Summary of a summary: Nigeria’s ICT Quiz
Last week, Nigerian secondary school students participated in an annual information and communication technology quiz. A summary of the two-day event, written by Y. Z. Yau, the director of CITAD, appeared in the Lagos-based Daily Independent. Mr. Yau also had some interesting personal thoughts on the quiz, and they are worth examining in further detail. A breakdown of his points are below:
- The students were very enthusiastic to participate in the competition.
- This is positive indeed, but one must hope that the students were vying for more than just first prize: a desktop computer. Either way, a quiz is a perfect incentive to learn about ICT. Children are very competitive.
- The students had very little knowledge of the regulatory environment, although this subject is part of the curriculum.
- Yes, this material should be taught, but it probably is difficult for the students (let alone adults!) to keep straight. Students in other countries, such as America, have no idea how the regulatory structure is laid out. Nigeria should instead consider offering bonus credit to students who learn about the regulatory environment. (Again, an incentive, but this is what it may take to strengthen ICT knowledge)
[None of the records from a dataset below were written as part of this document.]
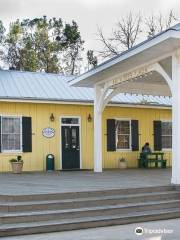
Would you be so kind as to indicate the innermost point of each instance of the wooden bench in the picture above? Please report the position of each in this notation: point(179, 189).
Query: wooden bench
point(155, 159)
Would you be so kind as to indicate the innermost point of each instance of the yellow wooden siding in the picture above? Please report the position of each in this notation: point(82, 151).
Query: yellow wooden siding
point(40, 113)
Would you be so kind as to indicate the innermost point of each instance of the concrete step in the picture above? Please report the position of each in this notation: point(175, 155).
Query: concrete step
point(88, 202)
point(86, 222)
point(83, 194)
point(23, 217)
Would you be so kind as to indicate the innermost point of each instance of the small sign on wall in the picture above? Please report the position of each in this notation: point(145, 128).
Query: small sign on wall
point(48, 132)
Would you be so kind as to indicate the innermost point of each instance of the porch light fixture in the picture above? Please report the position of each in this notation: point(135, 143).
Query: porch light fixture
point(89, 118)
point(52, 118)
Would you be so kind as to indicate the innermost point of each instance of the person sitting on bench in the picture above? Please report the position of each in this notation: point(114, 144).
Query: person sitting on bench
point(145, 150)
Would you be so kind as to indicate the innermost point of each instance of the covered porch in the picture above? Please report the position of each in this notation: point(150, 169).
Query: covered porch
point(79, 181)
point(150, 68)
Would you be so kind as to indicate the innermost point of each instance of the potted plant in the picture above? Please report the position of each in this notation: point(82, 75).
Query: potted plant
point(122, 163)
point(17, 164)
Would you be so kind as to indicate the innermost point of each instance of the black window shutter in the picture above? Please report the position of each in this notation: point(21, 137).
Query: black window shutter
point(111, 135)
point(157, 136)
point(27, 134)
point(135, 135)
point(0, 133)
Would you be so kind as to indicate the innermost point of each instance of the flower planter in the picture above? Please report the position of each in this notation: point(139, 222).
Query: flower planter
point(122, 165)
point(17, 167)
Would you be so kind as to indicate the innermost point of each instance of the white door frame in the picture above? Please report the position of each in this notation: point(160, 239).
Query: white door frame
point(80, 143)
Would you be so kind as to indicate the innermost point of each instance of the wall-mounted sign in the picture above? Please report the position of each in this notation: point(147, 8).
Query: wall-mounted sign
point(48, 132)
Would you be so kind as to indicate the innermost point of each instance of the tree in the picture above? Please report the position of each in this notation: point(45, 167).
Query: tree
point(92, 60)
point(123, 37)
point(130, 29)
point(2, 32)
point(74, 47)
point(43, 44)
point(159, 23)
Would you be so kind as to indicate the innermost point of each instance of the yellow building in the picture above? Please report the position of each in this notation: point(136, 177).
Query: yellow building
point(41, 114)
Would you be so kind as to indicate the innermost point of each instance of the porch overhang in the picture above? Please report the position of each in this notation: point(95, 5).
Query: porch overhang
point(152, 68)
point(159, 48)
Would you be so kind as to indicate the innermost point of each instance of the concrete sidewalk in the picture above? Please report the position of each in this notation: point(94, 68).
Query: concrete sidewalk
point(123, 232)
point(71, 181)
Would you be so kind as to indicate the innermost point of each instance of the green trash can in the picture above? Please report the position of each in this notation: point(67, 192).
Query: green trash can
point(50, 162)
point(163, 165)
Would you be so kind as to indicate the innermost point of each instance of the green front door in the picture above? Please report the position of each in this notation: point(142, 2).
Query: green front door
point(70, 147)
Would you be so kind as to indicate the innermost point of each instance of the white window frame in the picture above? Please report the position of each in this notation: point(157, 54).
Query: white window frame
point(80, 139)
point(130, 138)
point(12, 151)
point(166, 149)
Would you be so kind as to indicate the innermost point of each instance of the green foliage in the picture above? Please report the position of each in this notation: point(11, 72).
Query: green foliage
point(92, 60)
point(43, 44)
point(2, 31)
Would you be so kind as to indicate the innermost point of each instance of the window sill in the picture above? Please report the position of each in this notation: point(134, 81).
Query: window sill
point(123, 150)
point(11, 152)
point(166, 149)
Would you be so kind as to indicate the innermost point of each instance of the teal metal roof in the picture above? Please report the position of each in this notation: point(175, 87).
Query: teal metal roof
point(55, 87)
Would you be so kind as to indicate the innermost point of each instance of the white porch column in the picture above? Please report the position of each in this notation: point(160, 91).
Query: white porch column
point(176, 119)
point(97, 131)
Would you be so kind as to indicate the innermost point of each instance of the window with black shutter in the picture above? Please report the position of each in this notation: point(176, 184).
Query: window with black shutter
point(135, 135)
point(111, 135)
point(157, 136)
point(27, 134)
point(0, 133)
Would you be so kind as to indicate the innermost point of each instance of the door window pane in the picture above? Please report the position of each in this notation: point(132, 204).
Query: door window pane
point(166, 134)
point(122, 134)
point(74, 138)
point(70, 121)
point(67, 138)
point(11, 134)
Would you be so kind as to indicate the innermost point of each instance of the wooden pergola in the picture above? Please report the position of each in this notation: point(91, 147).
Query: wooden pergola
point(150, 68)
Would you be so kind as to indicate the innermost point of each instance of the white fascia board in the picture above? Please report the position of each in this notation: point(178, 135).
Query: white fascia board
point(90, 103)
point(162, 37)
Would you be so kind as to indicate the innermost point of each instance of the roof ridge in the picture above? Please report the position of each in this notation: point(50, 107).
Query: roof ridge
point(30, 72)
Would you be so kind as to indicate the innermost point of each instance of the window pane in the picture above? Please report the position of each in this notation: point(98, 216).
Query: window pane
point(123, 142)
point(11, 134)
point(70, 120)
point(166, 141)
point(17, 143)
point(123, 127)
point(11, 125)
point(73, 137)
point(166, 128)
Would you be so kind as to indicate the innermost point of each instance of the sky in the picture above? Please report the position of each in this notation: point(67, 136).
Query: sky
point(89, 14)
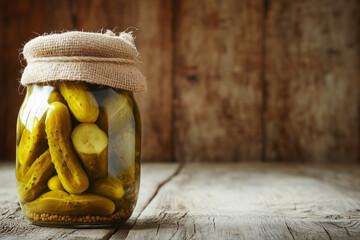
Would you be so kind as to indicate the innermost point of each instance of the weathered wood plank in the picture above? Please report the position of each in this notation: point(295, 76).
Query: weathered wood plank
point(257, 201)
point(13, 225)
point(22, 21)
point(153, 40)
point(217, 81)
point(312, 67)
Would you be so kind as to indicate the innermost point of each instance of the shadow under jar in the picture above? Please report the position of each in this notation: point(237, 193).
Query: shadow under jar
point(78, 154)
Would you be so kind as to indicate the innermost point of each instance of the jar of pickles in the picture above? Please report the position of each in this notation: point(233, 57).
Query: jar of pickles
point(79, 130)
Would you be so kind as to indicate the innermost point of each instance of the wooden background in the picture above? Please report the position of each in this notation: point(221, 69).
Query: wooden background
point(234, 80)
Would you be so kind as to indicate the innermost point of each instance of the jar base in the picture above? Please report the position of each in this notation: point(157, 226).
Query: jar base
point(78, 226)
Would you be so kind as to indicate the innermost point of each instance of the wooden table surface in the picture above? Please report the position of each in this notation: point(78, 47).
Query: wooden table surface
point(219, 201)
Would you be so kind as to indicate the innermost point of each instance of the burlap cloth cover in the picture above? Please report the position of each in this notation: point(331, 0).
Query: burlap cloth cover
point(104, 59)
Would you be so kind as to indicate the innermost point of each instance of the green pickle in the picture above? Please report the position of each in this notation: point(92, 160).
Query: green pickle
point(83, 172)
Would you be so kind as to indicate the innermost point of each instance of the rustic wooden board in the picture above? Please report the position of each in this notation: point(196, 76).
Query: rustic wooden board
point(22, 20)
point(262, 201)
point(312, 67)
point(13, 225)
point(217, 80)
point(151, 23)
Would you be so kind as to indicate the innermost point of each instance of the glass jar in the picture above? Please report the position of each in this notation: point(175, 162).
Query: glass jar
point(78, 154)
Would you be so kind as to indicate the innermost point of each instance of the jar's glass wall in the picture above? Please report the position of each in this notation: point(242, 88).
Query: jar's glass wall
point(78, 154)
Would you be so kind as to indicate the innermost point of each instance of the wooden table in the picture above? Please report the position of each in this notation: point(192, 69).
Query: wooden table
point(219, 201)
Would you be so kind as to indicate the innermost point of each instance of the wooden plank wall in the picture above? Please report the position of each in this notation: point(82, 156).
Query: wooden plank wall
point(248, 80)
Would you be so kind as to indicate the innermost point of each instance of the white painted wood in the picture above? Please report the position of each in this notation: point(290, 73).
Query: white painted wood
point(255, 201)
point(220, 201)
point(13, 224)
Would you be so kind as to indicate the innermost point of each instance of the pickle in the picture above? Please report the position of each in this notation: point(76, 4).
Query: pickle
point(81, 102)
point(35, 179)
point(90, 143)
point(116, 111)
point(58, 129)
point(128, 202)
point(122, 150)
point(60, 202)
point(109, 186)
point(32, 144)
point(56, 97)
point(55, 184)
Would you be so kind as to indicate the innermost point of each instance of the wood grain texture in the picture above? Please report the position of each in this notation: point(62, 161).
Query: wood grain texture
point(151, 23)
point(312, 67)
point(217, 80)
point(21, 21)
point(220, 201)
point(13, 225)
point(255, 201)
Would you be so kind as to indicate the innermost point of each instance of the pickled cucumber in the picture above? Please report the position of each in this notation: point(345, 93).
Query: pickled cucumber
point(90, 143)
point(122, 148)
point(67, 165)
point(56, 97)
point(55, 184)
point(81, 102)
point(60, 202)
point(35, 179)
point(116, 111)
point(32, 144)
point(109, 186)
point(128, 176)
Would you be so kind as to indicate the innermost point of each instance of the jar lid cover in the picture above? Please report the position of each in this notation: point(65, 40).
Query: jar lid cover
point(105, 59)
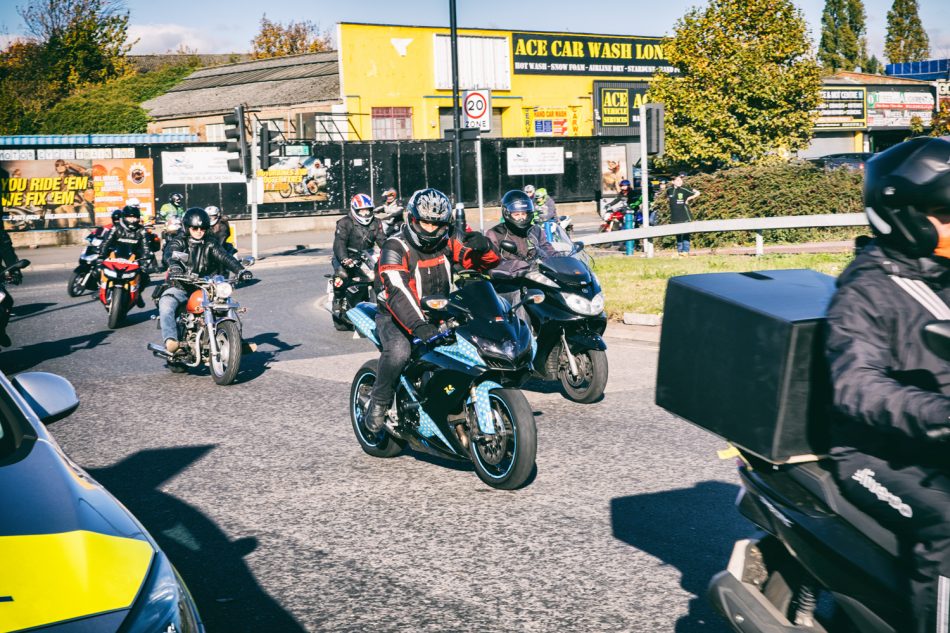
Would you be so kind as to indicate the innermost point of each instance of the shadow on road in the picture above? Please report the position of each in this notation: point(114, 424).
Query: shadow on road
point(30, 308)
point(22, 358)
point(212, 565)
point(691, 529)
point(269, 347)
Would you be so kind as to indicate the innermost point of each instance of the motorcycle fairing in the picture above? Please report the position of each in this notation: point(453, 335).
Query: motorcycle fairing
point(365, 324)
point(486, 422)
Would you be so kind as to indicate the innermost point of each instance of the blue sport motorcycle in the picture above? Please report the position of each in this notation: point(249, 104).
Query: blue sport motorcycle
point(449, 400)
- The students seem to understand theory but may lack hands-on computer skills.
- Like Mr. Yau says, not all schools have adequate computing facilities. Theory is more important than practical skills, assuming informed students can better transition to real-world applications. Still, computers are an essential need and there is no time to waste if Nigeria’s workforce already lacks e-skills.
- Conclusion: Access to education is contracting as the demand for information is increasing. Stakeholders must take notice and support the education sector.